Sharon Brown (not verified)

3 months 2 weeks ago

As a horse owner, I just want to say that the Japanese maple, as well as other members of the Acer family are toxic to horses. They should be plated where falling leaves and limbs are out of the horses' reach, as the wilting of the leaves are very toxic. Happy Autumn (soon)! It can't get here fast enough for me!!!

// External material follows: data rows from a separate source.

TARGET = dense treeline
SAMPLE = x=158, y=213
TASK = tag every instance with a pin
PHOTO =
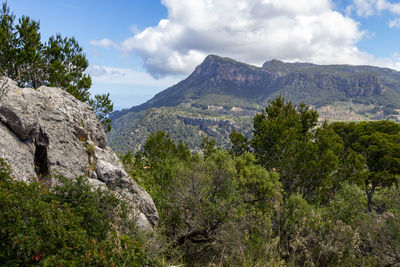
x=295, y=194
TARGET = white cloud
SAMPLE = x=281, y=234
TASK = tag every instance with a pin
x=106, y=43
x=368, y=8
x=251, y=31
x=110, y=75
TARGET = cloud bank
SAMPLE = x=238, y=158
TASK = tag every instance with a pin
x=251, y=31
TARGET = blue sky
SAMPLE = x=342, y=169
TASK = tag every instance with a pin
x=137, y=48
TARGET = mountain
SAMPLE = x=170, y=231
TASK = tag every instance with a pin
x=223, y=94
x=46, y=133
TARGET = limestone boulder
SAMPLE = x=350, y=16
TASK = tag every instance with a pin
x=46, y=132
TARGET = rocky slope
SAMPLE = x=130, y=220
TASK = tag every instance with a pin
x=45, y=133
x=224, y=89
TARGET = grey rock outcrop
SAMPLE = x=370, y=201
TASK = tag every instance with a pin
x=46, y=132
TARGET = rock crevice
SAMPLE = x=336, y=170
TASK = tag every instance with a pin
x=46, y=132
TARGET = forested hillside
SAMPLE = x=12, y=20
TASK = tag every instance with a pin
x=292, y=195
x=222, y=89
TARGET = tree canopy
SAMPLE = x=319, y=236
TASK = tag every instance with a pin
x=59, y=62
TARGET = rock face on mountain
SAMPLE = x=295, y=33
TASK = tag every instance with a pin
x=46, y=132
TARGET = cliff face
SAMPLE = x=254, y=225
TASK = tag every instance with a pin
x=46, y=132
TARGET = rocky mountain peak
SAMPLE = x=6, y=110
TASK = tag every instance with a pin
x=46, y=132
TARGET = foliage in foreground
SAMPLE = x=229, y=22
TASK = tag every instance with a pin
x=74, y=225
x=294, y=195
x=58, y=63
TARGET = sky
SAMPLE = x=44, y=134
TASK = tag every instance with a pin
x=137, y=48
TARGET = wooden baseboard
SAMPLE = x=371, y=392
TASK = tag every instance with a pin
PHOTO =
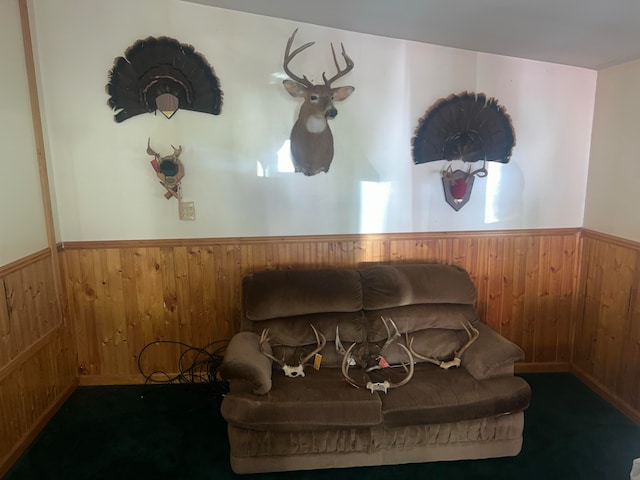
x=28, y=437
x=542, y=367
x=97, y=380
x=630, y=412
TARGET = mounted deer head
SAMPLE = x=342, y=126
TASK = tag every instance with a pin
x=311, y=138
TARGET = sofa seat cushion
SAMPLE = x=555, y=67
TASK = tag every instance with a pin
x=435, y=396
x=320, y=400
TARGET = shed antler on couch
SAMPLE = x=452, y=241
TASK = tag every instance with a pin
x=392, y=336
x=473, y=334
x=297, y=370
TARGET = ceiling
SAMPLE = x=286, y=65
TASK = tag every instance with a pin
x=593, y=34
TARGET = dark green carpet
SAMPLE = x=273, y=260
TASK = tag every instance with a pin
x=176, y=432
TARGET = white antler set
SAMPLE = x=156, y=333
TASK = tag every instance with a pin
x=289, y=370
x=473, y=334
x=372, y=362
x=392, y=336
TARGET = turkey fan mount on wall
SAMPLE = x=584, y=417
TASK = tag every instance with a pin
x=469, y=127
x=162, y=74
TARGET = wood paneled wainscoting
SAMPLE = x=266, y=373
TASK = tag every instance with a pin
x=606, y=350
x=124, y=295
x=37, y=354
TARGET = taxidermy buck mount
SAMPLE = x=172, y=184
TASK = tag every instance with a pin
x=469, y=127
x=311, y=138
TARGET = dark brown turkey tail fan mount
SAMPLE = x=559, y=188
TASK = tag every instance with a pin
x=162, y=74
x=467, y=127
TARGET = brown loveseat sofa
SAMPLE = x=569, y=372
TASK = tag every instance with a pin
x=319, y=420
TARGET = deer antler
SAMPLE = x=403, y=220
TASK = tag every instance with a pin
x=177, y=151
x=150, y=150
x=379, y=386
x=266, y=338
x=289, y=370
x=289, y=56
x=321, y=341
x=341, y=73
x=473, y=335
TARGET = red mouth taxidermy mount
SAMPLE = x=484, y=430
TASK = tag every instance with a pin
x=169, y=170
x=469, y=127
x=311, y=137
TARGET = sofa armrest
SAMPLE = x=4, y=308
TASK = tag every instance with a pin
x=243, y=360
x=491, y=355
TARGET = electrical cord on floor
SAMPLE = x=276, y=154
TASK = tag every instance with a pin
x=194, y=365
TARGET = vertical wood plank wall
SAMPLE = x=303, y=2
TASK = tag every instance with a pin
x=606, y=351
x=37, y=354
x=123, y=295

chriswinters (not verified)

1 year 3 months ago

To the reader below, we plant natives but there are some "native thugs," too. For example, weeds in crop fields may, or may not, be aliens. An 'invasive' species would include any which spread onto, or within, habitats where they are not wanted. That said, in an environmental context (vs gardening), it may have different context and meaning. Let's not get too caught up in semantics.

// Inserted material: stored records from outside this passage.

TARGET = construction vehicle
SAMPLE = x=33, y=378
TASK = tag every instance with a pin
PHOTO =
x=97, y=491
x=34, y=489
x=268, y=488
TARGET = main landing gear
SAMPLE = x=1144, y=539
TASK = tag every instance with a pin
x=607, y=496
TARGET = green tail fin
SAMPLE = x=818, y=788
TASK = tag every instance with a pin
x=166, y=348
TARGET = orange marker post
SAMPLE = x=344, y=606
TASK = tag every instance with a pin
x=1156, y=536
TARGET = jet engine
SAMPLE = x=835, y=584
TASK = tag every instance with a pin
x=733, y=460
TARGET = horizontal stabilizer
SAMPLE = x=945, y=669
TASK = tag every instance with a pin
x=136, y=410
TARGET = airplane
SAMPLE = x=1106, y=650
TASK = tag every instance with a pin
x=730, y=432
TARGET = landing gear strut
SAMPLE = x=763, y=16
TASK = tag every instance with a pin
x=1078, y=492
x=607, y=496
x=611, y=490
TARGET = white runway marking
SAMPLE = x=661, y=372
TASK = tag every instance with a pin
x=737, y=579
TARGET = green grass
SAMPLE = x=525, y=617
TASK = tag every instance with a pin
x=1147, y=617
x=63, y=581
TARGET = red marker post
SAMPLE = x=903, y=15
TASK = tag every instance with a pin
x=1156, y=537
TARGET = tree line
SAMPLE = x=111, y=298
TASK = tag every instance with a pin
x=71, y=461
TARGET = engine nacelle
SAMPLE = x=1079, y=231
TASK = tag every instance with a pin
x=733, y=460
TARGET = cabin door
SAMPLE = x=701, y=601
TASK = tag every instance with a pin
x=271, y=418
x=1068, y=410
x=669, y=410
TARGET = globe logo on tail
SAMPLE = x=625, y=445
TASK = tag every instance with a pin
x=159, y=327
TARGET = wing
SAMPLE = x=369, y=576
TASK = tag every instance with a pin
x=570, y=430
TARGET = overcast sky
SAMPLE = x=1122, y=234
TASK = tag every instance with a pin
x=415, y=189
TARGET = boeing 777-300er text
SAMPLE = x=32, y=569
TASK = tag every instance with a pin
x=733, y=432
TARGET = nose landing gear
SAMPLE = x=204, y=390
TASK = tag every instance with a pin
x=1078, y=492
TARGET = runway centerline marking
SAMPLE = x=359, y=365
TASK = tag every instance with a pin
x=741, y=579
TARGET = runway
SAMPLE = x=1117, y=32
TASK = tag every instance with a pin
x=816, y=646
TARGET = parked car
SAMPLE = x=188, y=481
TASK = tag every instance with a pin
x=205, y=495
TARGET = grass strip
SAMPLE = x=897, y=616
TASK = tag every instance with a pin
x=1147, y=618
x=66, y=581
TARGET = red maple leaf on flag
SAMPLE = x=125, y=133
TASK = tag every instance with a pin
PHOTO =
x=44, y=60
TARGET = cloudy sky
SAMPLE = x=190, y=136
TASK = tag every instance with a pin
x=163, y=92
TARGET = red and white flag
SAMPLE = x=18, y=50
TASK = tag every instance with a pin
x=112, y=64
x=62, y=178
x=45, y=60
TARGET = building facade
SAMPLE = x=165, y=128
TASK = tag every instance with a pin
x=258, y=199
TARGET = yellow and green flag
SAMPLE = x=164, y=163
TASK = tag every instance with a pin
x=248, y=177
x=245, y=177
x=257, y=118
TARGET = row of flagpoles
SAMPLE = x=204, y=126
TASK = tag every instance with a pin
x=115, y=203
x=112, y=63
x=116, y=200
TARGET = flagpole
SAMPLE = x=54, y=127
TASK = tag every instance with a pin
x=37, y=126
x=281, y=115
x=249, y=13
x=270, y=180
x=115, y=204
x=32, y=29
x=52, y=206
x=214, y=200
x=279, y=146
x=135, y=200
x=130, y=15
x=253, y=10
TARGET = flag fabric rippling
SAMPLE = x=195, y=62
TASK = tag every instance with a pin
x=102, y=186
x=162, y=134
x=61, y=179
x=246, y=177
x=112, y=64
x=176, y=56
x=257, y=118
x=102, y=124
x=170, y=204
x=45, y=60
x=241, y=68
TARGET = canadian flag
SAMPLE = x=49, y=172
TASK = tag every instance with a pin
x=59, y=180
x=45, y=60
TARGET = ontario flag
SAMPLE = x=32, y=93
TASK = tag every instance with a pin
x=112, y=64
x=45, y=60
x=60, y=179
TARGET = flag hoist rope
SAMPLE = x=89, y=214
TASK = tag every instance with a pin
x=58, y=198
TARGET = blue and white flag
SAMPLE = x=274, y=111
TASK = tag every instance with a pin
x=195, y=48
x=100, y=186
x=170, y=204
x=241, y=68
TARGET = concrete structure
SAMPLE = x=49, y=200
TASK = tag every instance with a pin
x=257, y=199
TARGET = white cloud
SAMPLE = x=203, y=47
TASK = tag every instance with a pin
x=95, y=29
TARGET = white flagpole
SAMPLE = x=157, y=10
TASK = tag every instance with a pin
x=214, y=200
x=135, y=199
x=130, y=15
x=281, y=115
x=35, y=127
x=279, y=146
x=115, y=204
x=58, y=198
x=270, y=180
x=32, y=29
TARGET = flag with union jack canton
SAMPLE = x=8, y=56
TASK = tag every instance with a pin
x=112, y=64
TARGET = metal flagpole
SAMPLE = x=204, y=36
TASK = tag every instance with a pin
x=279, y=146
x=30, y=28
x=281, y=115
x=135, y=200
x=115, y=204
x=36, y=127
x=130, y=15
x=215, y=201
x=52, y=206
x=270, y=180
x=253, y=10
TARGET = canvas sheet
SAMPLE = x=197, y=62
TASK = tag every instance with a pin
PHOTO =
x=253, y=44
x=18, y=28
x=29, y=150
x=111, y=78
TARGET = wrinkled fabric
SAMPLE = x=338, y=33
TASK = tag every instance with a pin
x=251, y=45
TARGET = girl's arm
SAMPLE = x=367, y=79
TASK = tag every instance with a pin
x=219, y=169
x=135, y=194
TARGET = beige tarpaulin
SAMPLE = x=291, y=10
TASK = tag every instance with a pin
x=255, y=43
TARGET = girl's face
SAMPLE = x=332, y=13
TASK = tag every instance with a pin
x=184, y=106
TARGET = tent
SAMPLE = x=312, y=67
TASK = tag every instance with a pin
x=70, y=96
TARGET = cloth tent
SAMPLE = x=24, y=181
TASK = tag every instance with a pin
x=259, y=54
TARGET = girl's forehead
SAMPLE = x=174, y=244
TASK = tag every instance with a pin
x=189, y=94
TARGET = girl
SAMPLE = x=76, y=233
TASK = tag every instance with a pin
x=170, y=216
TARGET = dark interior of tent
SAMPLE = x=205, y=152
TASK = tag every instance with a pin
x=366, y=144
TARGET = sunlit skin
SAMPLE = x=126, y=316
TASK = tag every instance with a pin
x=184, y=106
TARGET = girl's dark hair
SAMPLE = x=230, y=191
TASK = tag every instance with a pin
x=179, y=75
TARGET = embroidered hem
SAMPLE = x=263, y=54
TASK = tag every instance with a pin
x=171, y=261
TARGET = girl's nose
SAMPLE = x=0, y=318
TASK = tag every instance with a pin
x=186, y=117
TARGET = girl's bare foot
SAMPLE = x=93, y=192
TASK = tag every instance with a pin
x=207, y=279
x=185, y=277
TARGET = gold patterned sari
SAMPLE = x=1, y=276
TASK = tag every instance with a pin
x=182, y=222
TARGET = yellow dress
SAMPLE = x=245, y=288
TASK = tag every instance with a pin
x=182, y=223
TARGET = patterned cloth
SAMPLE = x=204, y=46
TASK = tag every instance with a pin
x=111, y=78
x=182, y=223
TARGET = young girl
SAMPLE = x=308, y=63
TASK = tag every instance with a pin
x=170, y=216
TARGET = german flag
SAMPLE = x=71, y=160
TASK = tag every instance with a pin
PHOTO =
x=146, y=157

Elizabeth K (not verified)

1 year 9 months ago

You said white wood aster is invasive, but its native to eastern U.S. Maybe a better word is aggressive. As a native to my area, I do not consider it to be invasive and is a welcome plant for fall pollinators.

It certainly is aggressive, taking over every nook and cranny it can get its snaggly roots and tiny seeds into. Just want people to be aware of its nature before they plant it.

Colleen Peper (not verified)

2 years 2 months ago

I was sad to read that your Cherokee Sunset Rudebeckia doesn't do well in zone 5. I'm in Zone 5. I planted mine last year and it came back beautifully, granted it didn't have all the colors it had the previous year, it's was mostly yellows and golds (I'm certainly not complaining, it's still gorgeous.